Por causa de dois tempos desastrosos em suas duas primeiras Champions pelo clube alemão (0 x 3 no primeiro tempo da partida de volta contra o Real em 2014, e 0 x 3 no segundo tempo da ida contra o Barcelona em 2015), sua passagem parece um fracasso, quando esconde cinco títulos (que certamente serão mais ao término da atual temporada) e um aproveitamento de pontos ainda mais alto do que o obtido em sua passagem pelo “Barça”.

Conforme relatos, ele se sente insatisfeito com a diretoria alemã por não ter a mesma autonomia que tinha nos tempos de Barcelona, e ter alguns problemas de relacionamento com o elenco.

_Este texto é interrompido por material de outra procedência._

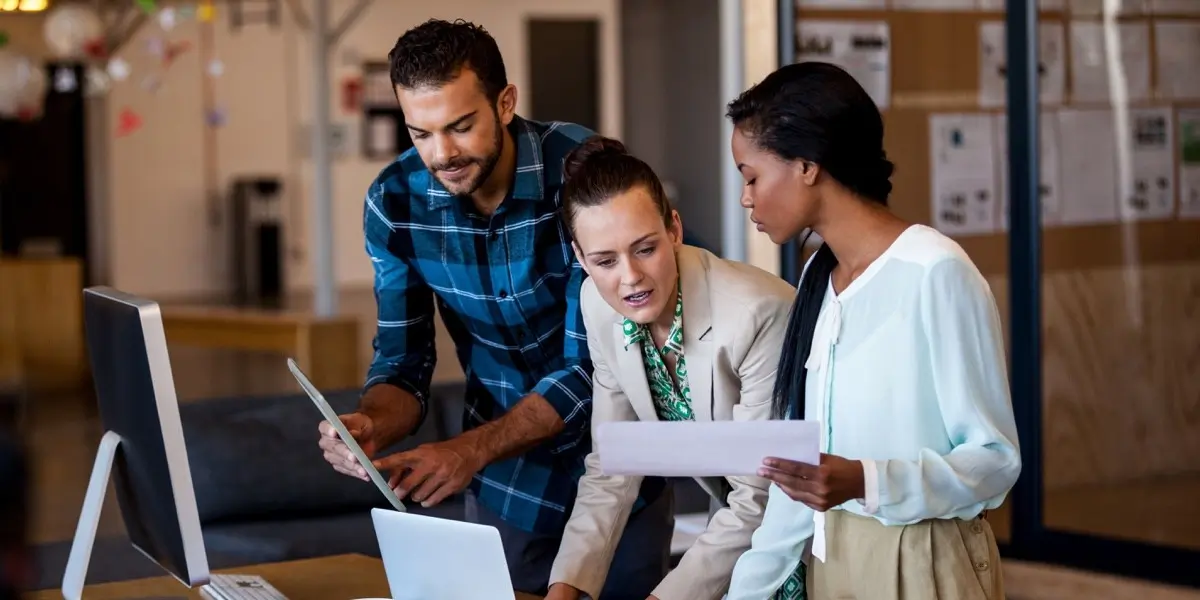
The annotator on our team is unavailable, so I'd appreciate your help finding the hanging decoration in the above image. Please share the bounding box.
[158,6,176,31]
[107,58,131,82]
[208,59,224,78]
[204,107,229,128]
[42,4,104,60]
[196,0,217,23]
[83,66,112,96]
[54,67,79,94]
[0,48,48,120]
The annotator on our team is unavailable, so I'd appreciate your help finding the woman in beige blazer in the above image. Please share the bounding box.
[546,138,794,600]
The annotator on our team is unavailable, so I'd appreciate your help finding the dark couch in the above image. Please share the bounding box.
[37,384,708,588]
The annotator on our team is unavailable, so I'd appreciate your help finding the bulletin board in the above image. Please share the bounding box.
[796,0,1200,275]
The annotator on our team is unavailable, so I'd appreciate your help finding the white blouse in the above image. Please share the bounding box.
[727,226,1021,600]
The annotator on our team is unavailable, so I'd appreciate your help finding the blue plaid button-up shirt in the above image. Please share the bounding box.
[362,118,662,532]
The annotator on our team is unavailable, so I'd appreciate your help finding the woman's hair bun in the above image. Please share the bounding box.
[563,136,629,179]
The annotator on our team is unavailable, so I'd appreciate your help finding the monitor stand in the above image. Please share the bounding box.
[62,431,121,600]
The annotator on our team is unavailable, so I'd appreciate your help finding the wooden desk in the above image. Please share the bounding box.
[0,258,88,391]
[26,554,539,600]
[162,305,366,389]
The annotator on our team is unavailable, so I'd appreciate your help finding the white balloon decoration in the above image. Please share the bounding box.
[43,4,104,59]
[0,48,49,119]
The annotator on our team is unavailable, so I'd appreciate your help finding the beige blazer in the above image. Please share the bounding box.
[550,246,796,600]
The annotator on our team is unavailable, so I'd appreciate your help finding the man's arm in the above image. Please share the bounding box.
[359,182,437,448]
[461,262,592,464]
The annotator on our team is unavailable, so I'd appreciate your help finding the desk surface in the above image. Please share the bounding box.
[28,554,538,600]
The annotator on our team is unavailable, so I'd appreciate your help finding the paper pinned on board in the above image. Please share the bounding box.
[1154,21,1200,100]
[1070,20,1150,102]
[796,19,892,110]
[996,112,1062,232]
[1177,108,1200,220]
[1058,108,1117,226]
[929,114,997,235]
[979,20,1067,108]
[1117,107,1175,221]
[595,420,821,478]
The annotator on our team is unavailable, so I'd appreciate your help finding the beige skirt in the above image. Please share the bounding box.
[808,510,1004,600]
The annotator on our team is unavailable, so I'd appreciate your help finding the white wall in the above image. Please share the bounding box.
[5,0,622,298]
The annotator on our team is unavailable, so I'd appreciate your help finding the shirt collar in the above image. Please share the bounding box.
[620,284,683,355]
[426,115,546,210]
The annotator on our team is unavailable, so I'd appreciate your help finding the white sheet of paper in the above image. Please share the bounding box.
[796,0,887,11]
[995,112,1062,232]
[979,20,1067,108]
[1154,21,1200,100]
[1117,107,1175,221]
[1070,20,1150,102]
[892,0,978,11]
[1058,109,1117,226]
[979,0,1064,12]
[929,114,997,235]
[1150,0,1200,14]
[796,19,892,110]
[1178,108,1200,218]
[595,420,821,478]
[1068,0,1146,17]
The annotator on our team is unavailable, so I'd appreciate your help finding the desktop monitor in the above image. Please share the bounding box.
[62,287,209,599]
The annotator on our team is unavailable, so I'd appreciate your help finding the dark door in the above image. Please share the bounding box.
[526,19,600,131]
[0,65,88,280]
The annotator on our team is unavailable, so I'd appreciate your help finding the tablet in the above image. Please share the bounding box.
[288,359,407,512]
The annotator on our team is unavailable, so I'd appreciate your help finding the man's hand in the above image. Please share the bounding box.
[318,413,378,481]
[373,438,486,508]
[758,454,865,512]
[545,582,583,600]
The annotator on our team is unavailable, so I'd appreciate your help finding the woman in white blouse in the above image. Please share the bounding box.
[728,62,1021,600]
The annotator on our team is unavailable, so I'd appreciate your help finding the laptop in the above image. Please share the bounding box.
[371,509,516,600]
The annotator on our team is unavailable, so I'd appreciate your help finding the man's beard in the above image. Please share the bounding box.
[433,114,504,198]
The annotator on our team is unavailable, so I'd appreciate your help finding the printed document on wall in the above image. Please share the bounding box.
[996,112,1062,232]
[1154,21,1200,100]
[1117,107,1175,221]
[1058,109,1117,226]
[979,20,1066,108]
[1070,20,1150,102]
[796,0,887,11]
[796,19,892,110]
[1150,0,1200,14]
[929,114,997,235]
[1178,109,1200,218]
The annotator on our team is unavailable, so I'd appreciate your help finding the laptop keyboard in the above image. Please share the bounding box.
[200,575,287,600]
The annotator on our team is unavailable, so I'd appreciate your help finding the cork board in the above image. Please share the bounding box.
[797,8,1200,275]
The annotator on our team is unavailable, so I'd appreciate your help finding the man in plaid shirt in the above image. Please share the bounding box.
[322,20,673,600]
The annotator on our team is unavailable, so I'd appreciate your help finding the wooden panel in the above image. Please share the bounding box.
[797,10,1200,493]
[162,306,365,389]
[0,259,88,391]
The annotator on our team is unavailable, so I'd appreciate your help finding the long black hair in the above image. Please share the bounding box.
[726,62,893,419]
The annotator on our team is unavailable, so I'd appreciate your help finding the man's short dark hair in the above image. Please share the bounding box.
[388,19,509,103]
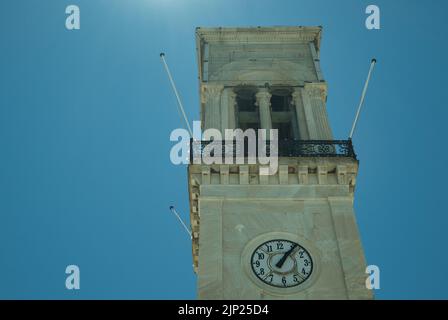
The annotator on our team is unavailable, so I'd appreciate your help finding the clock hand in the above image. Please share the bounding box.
[275,244,297,268]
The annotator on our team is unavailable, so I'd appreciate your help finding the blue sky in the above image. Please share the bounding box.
[0,0,448,299]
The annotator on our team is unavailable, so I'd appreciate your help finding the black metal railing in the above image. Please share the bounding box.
[190,139,356,163]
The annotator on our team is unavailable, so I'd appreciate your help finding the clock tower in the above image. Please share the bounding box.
[188,27,372,299]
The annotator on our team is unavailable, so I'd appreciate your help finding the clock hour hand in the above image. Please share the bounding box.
[275,244,297,268]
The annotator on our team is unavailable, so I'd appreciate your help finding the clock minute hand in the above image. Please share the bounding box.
[275,244,297,268]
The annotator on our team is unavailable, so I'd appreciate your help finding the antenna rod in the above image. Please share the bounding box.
[170,206,193,239]
[348,58,376,140]
[160,52,193,137]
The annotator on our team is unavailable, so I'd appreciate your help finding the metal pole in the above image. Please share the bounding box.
[166,206,193,239]
[348,59,376,140]
[160,52,193,138]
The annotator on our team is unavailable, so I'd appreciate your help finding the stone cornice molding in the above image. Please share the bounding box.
[196,27,322,50]
[203,84,224,101]
[304,82,327,101]
[255,89,272,106]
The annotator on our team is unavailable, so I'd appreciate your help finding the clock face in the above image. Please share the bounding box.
[251,239,313,288]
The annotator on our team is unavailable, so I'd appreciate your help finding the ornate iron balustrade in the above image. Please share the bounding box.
[190,139,356,163]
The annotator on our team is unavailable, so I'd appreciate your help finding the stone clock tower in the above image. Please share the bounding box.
[188,27,372,299]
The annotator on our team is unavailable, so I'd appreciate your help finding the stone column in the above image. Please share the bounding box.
[302,82,333,140]
[255,88,272,129]
[202,84,224,131]
[221,88,236,134]
[292,88,310,140]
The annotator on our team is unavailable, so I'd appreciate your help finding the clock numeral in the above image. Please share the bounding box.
[282,277,286,287]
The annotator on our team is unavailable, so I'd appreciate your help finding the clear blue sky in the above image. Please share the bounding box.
[0,0,448,299]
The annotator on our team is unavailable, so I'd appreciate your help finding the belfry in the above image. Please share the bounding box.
[188,27,372,299]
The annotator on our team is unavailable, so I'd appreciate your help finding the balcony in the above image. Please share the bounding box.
[190,140,357,163]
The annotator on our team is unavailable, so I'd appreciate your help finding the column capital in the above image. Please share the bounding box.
[304,82,327,101]
[291,87,302,104]
[255,88,272,106]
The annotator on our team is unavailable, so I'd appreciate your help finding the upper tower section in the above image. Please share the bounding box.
[196,27,332,140]
[196,27,323,86]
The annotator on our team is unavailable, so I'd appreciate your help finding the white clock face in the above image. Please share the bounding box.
[251,239,313,288]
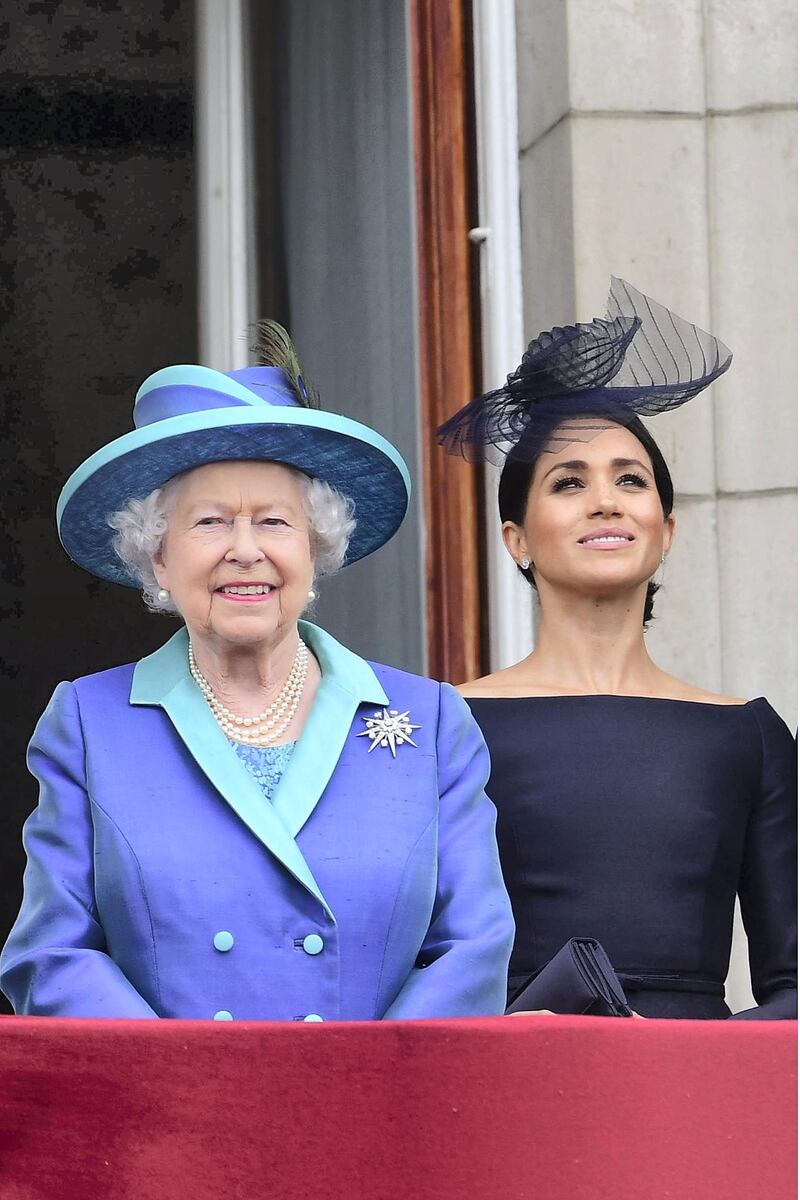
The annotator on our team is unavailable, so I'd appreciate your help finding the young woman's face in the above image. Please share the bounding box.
[154,462,314,646]
[503,425,674,598]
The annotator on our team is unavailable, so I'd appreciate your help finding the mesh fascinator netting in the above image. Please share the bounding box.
[438,278,733,462]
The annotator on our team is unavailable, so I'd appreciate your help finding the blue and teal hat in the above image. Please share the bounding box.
[56,355,411,587]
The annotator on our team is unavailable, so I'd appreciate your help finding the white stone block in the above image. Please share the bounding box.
[571,118,715,496]
[513,0,570,150]
[565,0,705,113]
[709,112,798,492]
[710,0,798,112]
[718,493,798,730]
[509,120,575,336]
[646,500,722,691]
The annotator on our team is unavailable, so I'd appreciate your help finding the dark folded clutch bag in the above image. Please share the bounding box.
[506,937,633,1016]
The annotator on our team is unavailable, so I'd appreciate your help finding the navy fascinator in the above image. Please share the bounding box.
[438,277,733,461]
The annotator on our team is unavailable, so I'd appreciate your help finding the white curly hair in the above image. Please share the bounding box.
[108,467,355,613]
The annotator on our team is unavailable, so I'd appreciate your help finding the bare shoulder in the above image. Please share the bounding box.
[456,667,519,700]
[663,674,747,704]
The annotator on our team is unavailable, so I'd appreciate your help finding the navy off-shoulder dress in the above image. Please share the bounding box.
[468,696,796,1019]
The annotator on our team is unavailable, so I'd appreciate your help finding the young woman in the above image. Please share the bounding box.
[441,281,796,1019]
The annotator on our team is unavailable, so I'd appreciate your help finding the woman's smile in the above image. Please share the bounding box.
[215,583,278,604]
[578,528,636,550]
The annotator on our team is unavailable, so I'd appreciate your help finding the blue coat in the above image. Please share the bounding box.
[0,623,513,1020]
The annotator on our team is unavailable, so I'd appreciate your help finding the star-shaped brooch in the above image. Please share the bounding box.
[356,708,422,758]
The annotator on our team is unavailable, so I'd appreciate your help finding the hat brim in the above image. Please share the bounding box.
[56,407,411,587]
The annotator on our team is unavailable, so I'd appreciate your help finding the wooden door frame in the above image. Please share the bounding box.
[409,0,485,683]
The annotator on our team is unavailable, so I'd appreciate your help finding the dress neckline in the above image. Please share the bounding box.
[462,691,765,708]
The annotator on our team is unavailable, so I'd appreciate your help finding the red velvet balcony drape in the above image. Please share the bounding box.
[0,1018,796,1200]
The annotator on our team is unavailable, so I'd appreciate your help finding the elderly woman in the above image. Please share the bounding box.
[0,323,513,1021]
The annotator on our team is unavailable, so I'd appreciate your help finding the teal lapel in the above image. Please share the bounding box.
[272,620,389,838]
[131,629,331,917]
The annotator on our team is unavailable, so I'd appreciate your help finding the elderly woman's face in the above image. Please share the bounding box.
[154,462,314,646]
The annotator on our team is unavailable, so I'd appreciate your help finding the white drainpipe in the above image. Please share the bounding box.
[470,0,534,671]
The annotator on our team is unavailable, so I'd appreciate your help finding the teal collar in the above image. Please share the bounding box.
[131,620,389,916]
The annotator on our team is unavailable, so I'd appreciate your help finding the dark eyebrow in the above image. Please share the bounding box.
[542,458,589,479]
[612,458,652,475]
[542,458,652,480]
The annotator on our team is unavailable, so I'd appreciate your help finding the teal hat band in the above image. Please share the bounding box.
[133,366,299,430]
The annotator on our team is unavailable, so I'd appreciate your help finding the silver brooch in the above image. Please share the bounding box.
[356,708,422,758]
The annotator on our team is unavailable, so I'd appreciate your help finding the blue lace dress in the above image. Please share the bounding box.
[230,742,297,803]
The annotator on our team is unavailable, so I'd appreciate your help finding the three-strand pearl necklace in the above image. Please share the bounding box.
[188,641,308,746]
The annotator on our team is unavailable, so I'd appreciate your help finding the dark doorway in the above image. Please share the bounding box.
[0,0,197,974]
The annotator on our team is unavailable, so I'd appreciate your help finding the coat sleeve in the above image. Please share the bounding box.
[384,684,513,1020]
[0,683,157,1018]
[732,701,798,1021]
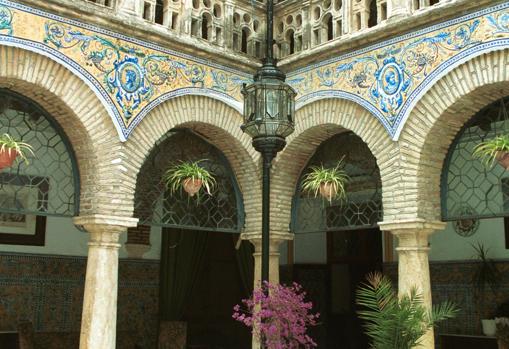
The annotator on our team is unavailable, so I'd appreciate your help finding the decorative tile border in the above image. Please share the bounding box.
[0,0,509,141]
[0,0,251,141]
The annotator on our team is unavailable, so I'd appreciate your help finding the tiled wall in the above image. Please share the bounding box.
[0,253,159,349]
[384,261,509,335]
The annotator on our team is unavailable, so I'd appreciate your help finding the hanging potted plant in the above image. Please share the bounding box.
[472,135,509,170]
[302,161,350,202]
[356,272,459,349]
[163,160,216,198]
[0,133,34,170]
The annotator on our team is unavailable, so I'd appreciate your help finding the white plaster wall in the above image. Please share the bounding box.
[0,217,166,260]
[0,217,94,256]
[429,218,509,261]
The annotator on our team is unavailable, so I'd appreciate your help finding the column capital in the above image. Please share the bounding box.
[240,231,294,245]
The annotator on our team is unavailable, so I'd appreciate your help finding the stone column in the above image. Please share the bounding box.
[223,0,235,50]
[74,215,138,349]
[242,232,293,349]
[379,219,445,349]
[387,0,411,21]
[242,232,293,287]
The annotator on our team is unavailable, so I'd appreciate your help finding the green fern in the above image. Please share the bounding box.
[163,159,216,200]
[357,273,458,349]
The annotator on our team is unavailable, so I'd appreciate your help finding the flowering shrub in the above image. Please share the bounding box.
[233,282,320,349]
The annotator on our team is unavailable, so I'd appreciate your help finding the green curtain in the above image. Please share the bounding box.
[233,234,254,297]
[159,228,209,321]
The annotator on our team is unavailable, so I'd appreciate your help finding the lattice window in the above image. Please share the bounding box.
[441,97,509,221]
[292,132,382,233]
[135,130,244,233]
[0,89,79,217]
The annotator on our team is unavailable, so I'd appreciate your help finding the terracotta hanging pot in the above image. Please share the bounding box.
[182,178,203,196]
[497,339,509,349]
[320,182,338,201]
[0,150,18,170]
[495,151,509,170]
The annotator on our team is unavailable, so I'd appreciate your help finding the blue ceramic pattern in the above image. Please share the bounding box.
[0,5,12,35]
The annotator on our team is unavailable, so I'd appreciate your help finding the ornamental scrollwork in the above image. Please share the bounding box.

No City, terá a companhia de dirigentes ex-companheiros dos tempos de Barcelona, como Txiki Begiristain e Ferrán Soriano, além de, certamente, carta branca e um orçamento assustador. Aposto sem medo de errar que construirá uma certa hegemonia na Inglaterra. O que não sei é até onde pode chegar nessa Europa cada vez mais hirarquizada por dois ou três supertimes, e comandando um clube sem tanta tradição. Meu palpite é que isso não será problema.

Mas vai ser no mínimo interessante acompanhar o City agora. Graças à ousadia e ao gosto por desafios deste personagem único do futebol mundial. Quem dera um dia essas características ainda o tragam para dirigir nossa Seleção…

3 comentários em: “Guardiola no City e o “pedigree” dos grandes

  1. De fato, muito bom artigo. Os números de Pep impressionam. Coloco reparo num detalhe: Guardiola não gosta de caracterizar o jogo do Bayern como tiki-taka. Na verdade, segundo Martí Perarnau (“Guardiola Confidencial”), ele tomou enorme bronca desse termo e do que, segundo ele, é uma simplificação exagerada do futebol do Barça sob seu comando.

  2. Muito obrigado, Fernando Prado e Emerson Gonçalves!

    Acabei de ler o artigo do Emerson, e realmente, excelente (como de costume)! No City o Guardiola terá tudo à disposição para testar se é capaz de mudar o patamar esportivo de um clube. Se conseguir, acho que não restará mais dúvidas de que ele é o maior reforço que qualquer clube pode contratar no mundo.